I wanna trace all related kernels when making DL inference in pytorch and store kernel information locally for other purposes. Unfortunately, I cannot find where I could get this in source code. In other words, where pytorch launch kernels when DL inference. Could you give me some suggestions?
Thanks so much !
God bless you

I’m not sure which “kernel information” you would like to store, but would profiling the workload work as described here?

There is not a single place where the kernels are launched and you would need to check which operations are used. E.g. a lot of kernels are launched in files stored in aten/src/ATen/, but I also don’t fully understand your use case and why you are looking for the locations of all kernel launches.

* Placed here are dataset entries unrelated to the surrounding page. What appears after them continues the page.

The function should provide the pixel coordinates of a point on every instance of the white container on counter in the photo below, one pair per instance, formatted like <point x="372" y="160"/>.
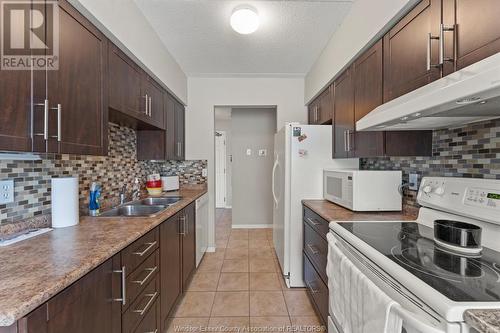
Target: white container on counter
<point x="64" y="198"/>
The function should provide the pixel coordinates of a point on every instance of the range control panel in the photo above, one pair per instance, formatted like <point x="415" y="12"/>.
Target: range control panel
<point x="482" y="198"/>
<point x="475" y="198"/>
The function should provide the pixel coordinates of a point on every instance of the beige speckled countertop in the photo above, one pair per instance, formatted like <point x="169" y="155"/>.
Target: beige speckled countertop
<point x="332" y="212"/>
<point x="34" y="270"/>
<point x="484" y="321"/>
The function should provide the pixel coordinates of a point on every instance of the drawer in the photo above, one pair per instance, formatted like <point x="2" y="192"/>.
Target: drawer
<point x="317" y="290"/>
<point x="134" y="254"/>
<point x="316" y="249"/>
<point x="151" y="322"/>
<point x="141" y="276"/>
<point x="139" y="309"/>
<point x="316" y="222"/>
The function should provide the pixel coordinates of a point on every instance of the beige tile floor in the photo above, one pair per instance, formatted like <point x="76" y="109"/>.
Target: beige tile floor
<point x="239" y="288"/>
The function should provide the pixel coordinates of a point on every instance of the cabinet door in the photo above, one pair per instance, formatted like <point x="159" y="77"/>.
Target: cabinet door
<point x="326" y="106"/>
<point x="80" y="125"/>
<point x="170" y="144"/>
<point x="124" y="84"/>
<point x="155" y="111"/>
<point x="405" y="50"/>
<point x="170" y="265"/>
<point x="478" y="30"/>
<point x="85" y="306"/>
<point x="343" y="121"/>
<point x="368" y="94"/>
<point x="179" y="131"/>
<point x="188" y="245"/>
<point x="15" y="110"/>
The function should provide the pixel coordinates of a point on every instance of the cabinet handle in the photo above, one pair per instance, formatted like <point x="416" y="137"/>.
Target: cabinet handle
<point x="309" y="285"/>
<point x="148" y="304"/>
<point x="149" y="246"/>
<point x="429" y="52"/>
<point x="314" y="223"/>
<point x="146" y="106"/>
<point x="442" y="30"/>
<point x="123" y="299"/>
<point x="151" y="272"/>
<point x="45" y="133"/>
<point x="313" y="249"/>
<point x="58" y="109"/>
<point x="182" y="220"/>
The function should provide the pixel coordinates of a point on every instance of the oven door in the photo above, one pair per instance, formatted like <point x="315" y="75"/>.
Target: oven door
<point x="337" y="187"/>
<point x="416" y="316"/>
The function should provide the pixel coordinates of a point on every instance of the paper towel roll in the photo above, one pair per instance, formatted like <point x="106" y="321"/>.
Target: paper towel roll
<point x="65" y="212"/>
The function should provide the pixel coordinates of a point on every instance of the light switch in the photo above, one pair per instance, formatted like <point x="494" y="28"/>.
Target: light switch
<point x="6" y="191"/>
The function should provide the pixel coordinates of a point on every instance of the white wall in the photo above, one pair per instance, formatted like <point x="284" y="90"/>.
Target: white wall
<point x="123" y="22"/>
<point x="365" y="23"/>
<point x="287" y="94"/>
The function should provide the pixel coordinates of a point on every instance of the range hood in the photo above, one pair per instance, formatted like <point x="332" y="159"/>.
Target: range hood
<point x="469" y="95"/>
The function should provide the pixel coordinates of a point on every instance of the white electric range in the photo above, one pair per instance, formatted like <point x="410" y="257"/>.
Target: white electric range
<point x="432" y="286"/>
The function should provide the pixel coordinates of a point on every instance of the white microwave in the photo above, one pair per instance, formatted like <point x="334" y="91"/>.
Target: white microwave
<point x="363" y="190"/>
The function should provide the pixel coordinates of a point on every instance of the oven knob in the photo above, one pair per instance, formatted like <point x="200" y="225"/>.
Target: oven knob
<point x="439" y="191"/>
<point x="427" y="189"/>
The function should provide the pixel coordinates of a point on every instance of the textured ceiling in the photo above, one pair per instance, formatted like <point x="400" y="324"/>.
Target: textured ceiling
<point x="291" y="35"/>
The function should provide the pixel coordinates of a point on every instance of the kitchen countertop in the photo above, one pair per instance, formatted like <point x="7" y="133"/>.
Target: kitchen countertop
<point x="484" y="321"/>
<point x="33" y="271"/>
<point x="332" y="212"/>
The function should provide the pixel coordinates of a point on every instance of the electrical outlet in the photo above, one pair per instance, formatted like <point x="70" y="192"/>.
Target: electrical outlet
<point x="413" y="182"/>
<point x="6" y="191"/>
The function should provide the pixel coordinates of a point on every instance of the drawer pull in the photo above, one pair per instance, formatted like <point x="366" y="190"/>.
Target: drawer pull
<point x="313" y="249"/>
<point x="313" y="222"/>
<point x="123" y="299"/>
<point x="150" y="245"/>
<point x="313" y="290"/>
<point x="151" y="272"/>
<point x="148" y="304"/>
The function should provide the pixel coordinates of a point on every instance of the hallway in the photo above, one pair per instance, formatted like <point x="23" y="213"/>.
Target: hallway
<point x="239" y="288"/>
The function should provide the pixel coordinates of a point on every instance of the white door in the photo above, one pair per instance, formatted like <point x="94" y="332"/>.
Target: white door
<point x="220" y="169"/>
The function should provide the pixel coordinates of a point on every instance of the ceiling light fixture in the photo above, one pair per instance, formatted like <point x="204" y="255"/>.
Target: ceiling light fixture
<point x="245" y="20"/>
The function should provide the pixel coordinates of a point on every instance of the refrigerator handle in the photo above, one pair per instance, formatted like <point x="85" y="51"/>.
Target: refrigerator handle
<point x="276" y="163"/>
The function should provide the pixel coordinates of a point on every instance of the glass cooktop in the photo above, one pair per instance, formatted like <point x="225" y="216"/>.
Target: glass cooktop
<point x="411" y="245"/>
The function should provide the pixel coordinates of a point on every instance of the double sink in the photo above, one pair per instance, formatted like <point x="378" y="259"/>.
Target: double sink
<point x="148" y="207"/>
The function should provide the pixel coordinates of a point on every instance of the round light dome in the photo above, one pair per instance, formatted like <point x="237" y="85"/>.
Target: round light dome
<point x="245" y="21"/>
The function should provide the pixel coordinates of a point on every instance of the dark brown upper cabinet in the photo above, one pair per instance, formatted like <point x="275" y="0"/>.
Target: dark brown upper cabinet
<point x="476" y="31"/>
<point x="321" y="109"/>
<point x="124" y="84"/>
<point x="411" y="50"/>
<point x="67" y="105"/>
<point x="343" y="120"/>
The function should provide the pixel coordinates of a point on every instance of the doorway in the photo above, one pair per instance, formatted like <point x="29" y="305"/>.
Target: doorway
<point x="244" y="149"/>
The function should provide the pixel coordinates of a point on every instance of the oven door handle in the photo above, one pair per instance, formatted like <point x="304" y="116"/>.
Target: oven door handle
<point x="413" y="321"/>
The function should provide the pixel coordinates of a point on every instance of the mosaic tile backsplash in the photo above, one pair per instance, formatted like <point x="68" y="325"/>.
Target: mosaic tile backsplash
<point x="120" y="167"/>
<point x="472" y="151"/>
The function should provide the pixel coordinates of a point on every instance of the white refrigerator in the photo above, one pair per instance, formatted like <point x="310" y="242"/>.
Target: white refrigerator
<point x="301" y="152"/>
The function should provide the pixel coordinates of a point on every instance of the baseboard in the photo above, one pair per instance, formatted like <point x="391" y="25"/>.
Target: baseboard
<point x="252" y="226"/>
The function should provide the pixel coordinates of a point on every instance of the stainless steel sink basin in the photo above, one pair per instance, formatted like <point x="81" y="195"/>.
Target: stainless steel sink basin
<point x="130" y="210"/>
<point x="163" y="201"/>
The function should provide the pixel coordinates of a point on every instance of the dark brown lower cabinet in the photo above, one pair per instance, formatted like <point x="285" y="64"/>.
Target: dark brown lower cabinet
<point x="170" y="261"/>
<point x="315" y="252"/>
<point x="85" y="306"/>
<point x="188" y="245"/>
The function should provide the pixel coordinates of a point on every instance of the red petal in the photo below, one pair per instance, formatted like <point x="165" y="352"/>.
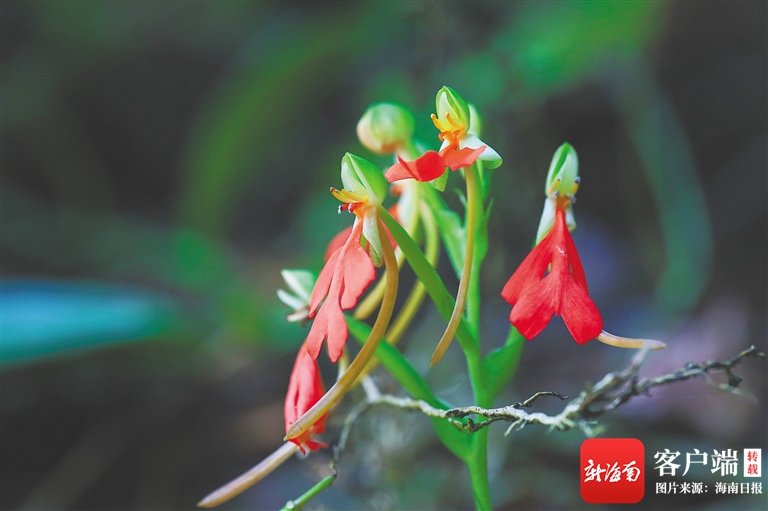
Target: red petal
<point x="457" y="158"/>
<point x="304" y="390"/>
<point x="535" y="307"/>
<point x="426" y="167"/>
<point x="337" y="242"/>
<point x="573" y="258"/>
<point x="530" y="271"/>
<point x="579" y="312"/>
<point x="329" y="324"/>
<point x="358" y="273"/>
<point x="323" y="282"/>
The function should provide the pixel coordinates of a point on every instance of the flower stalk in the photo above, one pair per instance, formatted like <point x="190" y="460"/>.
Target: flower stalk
<point x="343" y="384"/>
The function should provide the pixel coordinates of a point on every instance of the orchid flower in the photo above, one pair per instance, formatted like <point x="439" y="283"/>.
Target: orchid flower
<point x="551" y="279"/>
<point x="304" y="390"/>
<point x="349" y="269"/>
<point x="460" y="148"/>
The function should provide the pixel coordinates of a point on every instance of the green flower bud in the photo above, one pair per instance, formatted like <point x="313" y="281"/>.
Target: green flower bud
<point x="362" y="177"/>
<point x="475" y="123"/>
<point x="563" y="176"/>
<point x="449" y="101"/>
<point x="385" y="127"/>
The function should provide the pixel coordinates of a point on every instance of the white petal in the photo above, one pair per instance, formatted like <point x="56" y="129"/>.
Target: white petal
<point x="489" y="156"/>
<point x="371" y="233"/>
<point x="290" y="300"/>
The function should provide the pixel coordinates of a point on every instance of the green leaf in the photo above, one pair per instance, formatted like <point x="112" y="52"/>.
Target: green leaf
<point x="500" y="365"/>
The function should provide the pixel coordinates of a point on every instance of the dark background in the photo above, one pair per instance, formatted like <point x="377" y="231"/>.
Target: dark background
<point x="162" y="161"/>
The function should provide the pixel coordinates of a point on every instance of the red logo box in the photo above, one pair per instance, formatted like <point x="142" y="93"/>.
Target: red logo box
<point x="612" y="470"/>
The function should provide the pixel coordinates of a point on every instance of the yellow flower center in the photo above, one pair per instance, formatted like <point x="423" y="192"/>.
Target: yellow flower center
<point x="451" y="129"/>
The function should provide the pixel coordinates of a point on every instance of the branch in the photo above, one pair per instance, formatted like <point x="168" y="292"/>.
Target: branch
<point x="612" y="391"/>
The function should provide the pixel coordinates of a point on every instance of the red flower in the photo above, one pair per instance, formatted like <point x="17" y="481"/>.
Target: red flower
<point x="432" y="164"/>
<point x="346" y="274"/>
<point x="563" y="291"/>
<point x="304" y="390"/>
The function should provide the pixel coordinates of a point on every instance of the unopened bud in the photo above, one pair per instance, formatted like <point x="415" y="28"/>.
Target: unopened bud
<point x="563" y="176"/>
<point x="362" y="177"/>
<point x="385" y="127"/>
<point x="450" y="104"/>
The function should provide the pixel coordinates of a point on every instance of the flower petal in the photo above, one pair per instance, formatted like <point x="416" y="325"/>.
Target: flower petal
<point x="323" y="283"/>
<point x="329" y="324"/>
<point x="535" y="307"/>
<point x="358" y="273"/>
<point x="457" y="158"/>
<point x="530" y="271"/>
<point x="575" y="262"/>
<point x="581" y="316"/>
<point x="304" y="390"/>
<point x="426" y="167"/>
<point x="489" y="156"/>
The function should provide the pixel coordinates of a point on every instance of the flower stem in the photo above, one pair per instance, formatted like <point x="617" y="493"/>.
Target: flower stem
<point x="478" y="470"/>
<point x="427" y="274"/>
<point x="344" y="383"/>
<point x="624" y="342"/>
<point x="461" y="297"/>
<point x="237" y="486"/>
<point x="411" y="306"/>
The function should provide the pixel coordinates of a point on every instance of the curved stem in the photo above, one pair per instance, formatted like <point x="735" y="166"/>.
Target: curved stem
<point x="625" y="342"/>
<point x="405" y="316"/>
<point x="346" y="380"/>
<point x="369" y="304"/>
<point x="237" y="486"/>
<point x="432" y="248"/>
<point x="427" y="274"/>
<point x="372" y="300"/>
<point x="461" y="297"/>
<point x="478" y="471"/>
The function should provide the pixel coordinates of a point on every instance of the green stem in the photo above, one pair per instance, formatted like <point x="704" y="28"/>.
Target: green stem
<point x="459" y="443"/>
<point x="473" y="296"/>
<point x="428" y="276"/>
<point x="478" y="470"/>
<point x="346" y="380"/>
<point x="309" y="494"/>
<point x="466" y="272"/>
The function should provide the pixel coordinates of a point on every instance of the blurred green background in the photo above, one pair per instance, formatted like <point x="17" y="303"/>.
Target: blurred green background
<point x="162" y="161"/>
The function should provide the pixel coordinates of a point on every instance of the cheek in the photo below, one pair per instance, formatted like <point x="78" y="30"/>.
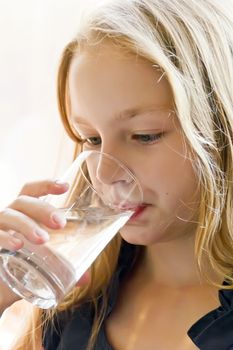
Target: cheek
<point x="172" y="181"/>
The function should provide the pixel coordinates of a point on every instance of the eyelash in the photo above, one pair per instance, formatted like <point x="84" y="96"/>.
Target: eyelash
<point x="144" y="139"/>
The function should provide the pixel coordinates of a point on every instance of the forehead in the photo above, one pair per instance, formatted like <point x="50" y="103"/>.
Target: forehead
<point x="110" y="78"/>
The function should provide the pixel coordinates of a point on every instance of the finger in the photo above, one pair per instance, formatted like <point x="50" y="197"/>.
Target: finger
<point x="9" y="242"/>
<point x="40" y="211"/>
<point x="11" y="219"/>
<point x="42" y="188"/>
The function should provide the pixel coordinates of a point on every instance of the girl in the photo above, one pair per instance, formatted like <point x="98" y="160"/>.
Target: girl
<point x="149" y="82"/>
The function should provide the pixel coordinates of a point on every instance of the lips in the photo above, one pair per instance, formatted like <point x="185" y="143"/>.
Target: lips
<point x="138" y="211"/>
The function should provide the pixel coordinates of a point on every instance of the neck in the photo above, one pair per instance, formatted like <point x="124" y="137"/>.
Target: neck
<point x="173" y="264"/>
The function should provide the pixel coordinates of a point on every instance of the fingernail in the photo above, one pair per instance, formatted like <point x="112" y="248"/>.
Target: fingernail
<point x="58" y="218"/>
<point x="42" y="233"/>
<point x="16" y="241"/>
<point x="61" y="183"/>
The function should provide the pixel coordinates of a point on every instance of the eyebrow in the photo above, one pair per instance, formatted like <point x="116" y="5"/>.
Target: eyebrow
<point x="130" y="112"/>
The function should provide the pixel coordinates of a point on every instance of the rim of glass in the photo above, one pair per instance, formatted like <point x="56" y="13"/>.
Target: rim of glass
<point x="122" y="165"/>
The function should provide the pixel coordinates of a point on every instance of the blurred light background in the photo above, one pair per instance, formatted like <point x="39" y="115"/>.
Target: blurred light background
<point x="33" y="144"/>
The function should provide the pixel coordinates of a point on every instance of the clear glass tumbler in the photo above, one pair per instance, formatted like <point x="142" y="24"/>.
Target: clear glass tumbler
<point x="103" y="195"/>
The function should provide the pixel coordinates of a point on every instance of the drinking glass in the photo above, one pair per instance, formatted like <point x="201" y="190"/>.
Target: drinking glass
<point x="102" y="196"/>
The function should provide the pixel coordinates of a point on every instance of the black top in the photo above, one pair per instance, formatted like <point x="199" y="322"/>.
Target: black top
<point x="71" y="330"/>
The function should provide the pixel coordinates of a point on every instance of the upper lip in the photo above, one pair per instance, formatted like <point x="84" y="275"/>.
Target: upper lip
<point x="131" y="206"/>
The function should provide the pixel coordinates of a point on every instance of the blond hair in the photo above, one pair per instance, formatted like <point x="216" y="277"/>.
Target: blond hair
<point x="192" y="43"/>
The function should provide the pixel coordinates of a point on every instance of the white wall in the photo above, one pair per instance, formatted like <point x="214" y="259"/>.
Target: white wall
<point x="33" y="144"/>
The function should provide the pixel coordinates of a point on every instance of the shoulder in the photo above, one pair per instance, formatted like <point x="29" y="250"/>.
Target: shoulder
<point x="215" y="329"/>
<point x="67" y="329"/>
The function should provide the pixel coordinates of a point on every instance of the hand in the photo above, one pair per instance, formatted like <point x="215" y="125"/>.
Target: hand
<point x="27" y="212"/>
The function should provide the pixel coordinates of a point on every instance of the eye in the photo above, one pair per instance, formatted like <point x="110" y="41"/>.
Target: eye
<point x="147" y="139"/>
<point x="92" y="141"/>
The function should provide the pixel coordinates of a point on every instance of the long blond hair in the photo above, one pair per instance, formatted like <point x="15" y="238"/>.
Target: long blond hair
<point x="192" y="43"/>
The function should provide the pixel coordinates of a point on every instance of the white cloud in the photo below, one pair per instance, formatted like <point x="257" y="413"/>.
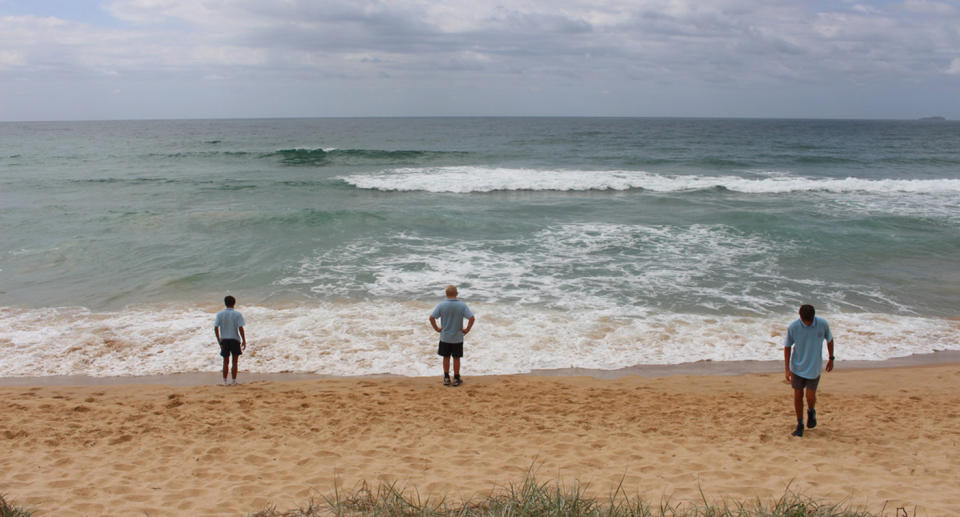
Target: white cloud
<point x="560" y="45"/>
<point x="928" y="7"/>
<point x="954" y="68"/>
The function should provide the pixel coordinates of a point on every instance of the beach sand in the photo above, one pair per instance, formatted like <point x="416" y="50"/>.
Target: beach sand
<point x="887" y="438"/>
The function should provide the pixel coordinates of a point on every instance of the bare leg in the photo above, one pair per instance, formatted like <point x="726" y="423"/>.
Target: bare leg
<point x="798" y="403"/>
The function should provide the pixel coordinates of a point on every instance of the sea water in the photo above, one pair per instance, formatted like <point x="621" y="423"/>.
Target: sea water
<point x="582" y="242"/>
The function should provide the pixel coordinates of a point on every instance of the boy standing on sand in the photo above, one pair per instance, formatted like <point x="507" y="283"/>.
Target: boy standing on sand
<point x="228" y="328"/>
<point x="451" y="312"/>
<point x="805" y="338"/>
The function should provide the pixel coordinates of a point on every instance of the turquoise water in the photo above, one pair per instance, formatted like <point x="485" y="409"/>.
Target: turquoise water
<point x="586" y="242"/>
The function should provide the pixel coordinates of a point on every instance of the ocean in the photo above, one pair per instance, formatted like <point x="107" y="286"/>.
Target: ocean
<point x="577" y="242"/>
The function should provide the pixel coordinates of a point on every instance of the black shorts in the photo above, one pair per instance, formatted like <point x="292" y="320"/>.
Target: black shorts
<point x="230" y="347"/>
<point x="802" y="382"/>
<point x="447" y="349"/>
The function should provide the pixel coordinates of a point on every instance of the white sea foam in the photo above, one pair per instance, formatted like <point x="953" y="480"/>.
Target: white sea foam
<point x="468" y="179"/>
<point x="615" y="269"/>
<point x="359" y="338"/>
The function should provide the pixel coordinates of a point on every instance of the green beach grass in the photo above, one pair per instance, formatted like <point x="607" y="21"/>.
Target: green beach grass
<point x="8" y="510"/>
<point x="533" y="499"/>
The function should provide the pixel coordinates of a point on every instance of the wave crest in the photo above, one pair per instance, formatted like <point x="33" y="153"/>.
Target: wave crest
<point x="465" y="179"/>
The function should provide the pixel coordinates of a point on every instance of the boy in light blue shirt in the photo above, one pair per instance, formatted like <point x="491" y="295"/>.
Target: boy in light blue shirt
<point x="228" y="327"/>
<point x="451" y="312"/>
<point x="803" y="359"/>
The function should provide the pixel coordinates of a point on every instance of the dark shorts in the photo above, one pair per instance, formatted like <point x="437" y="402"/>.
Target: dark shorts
<point x="230" y="347"/>
<point x="447" y="349"/>
<point x="800" y="383"/>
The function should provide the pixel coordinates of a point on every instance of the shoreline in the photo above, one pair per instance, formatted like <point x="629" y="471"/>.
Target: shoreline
<point x="698" y="368"/>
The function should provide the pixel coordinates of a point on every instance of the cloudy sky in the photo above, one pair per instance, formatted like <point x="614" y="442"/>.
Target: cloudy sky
<point x="131" y="59"/>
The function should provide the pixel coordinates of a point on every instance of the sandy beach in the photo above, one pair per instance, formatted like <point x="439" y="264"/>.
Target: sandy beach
<point x="887" y="438"/>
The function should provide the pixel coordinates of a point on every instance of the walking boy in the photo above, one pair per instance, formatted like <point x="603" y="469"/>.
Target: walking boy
<point x="228" y="328"/>
<point x="805" y="338"/>
<point x="451" y="312"/>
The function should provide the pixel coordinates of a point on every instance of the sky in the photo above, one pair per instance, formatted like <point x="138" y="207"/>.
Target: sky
<point x="171" y="59"/>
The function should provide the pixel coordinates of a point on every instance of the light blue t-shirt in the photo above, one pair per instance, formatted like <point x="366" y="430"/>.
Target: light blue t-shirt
<point x="229" y="322"/>
<point x="451" y="314"/>
<point x="806" y="360"/>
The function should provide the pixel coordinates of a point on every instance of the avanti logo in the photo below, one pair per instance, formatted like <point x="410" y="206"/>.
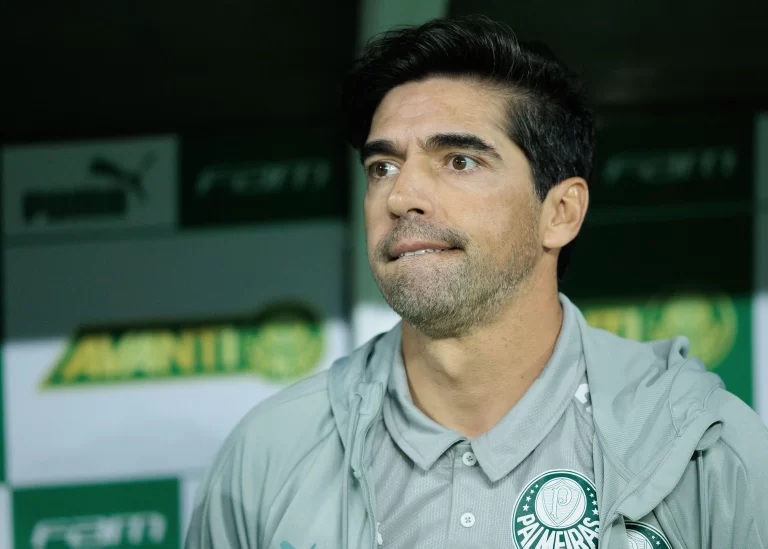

When I profiled vgg11 model inference with batchsize 1 , using Nsight System, I found that there are 45 kernels executed in total . I wanna trace all these kernels and re-organize them into a graph or stream besides some academic purpose. So how can I get that

I still don’t know what exactly you want to read in the end, but since you are already using Nsight you might want to add the --trace option and try to process the profile created by Nsight Systems, as it would show the callstack for each kernel.

actually, I wanna implement cuda-graph in C++ level manually rather than depending on Pytorch

Unsure why you are not using the built-in CUDA Graphs util. as it sounds quite challenging, but I’m sure you have valid reasons for it. Good luck and let me know how it goes!

I do not know how to collect kernels using pytorch API…

I am reading pytorch source code related to CUDA graph. I am confused why torch devs designs cuda generator in struct CUDAGraph in file CUDAGraph.h How can I use it

You can use CUDA Graphs in PyTorch as described here. I don’t know what exactly is confusing about the file naming.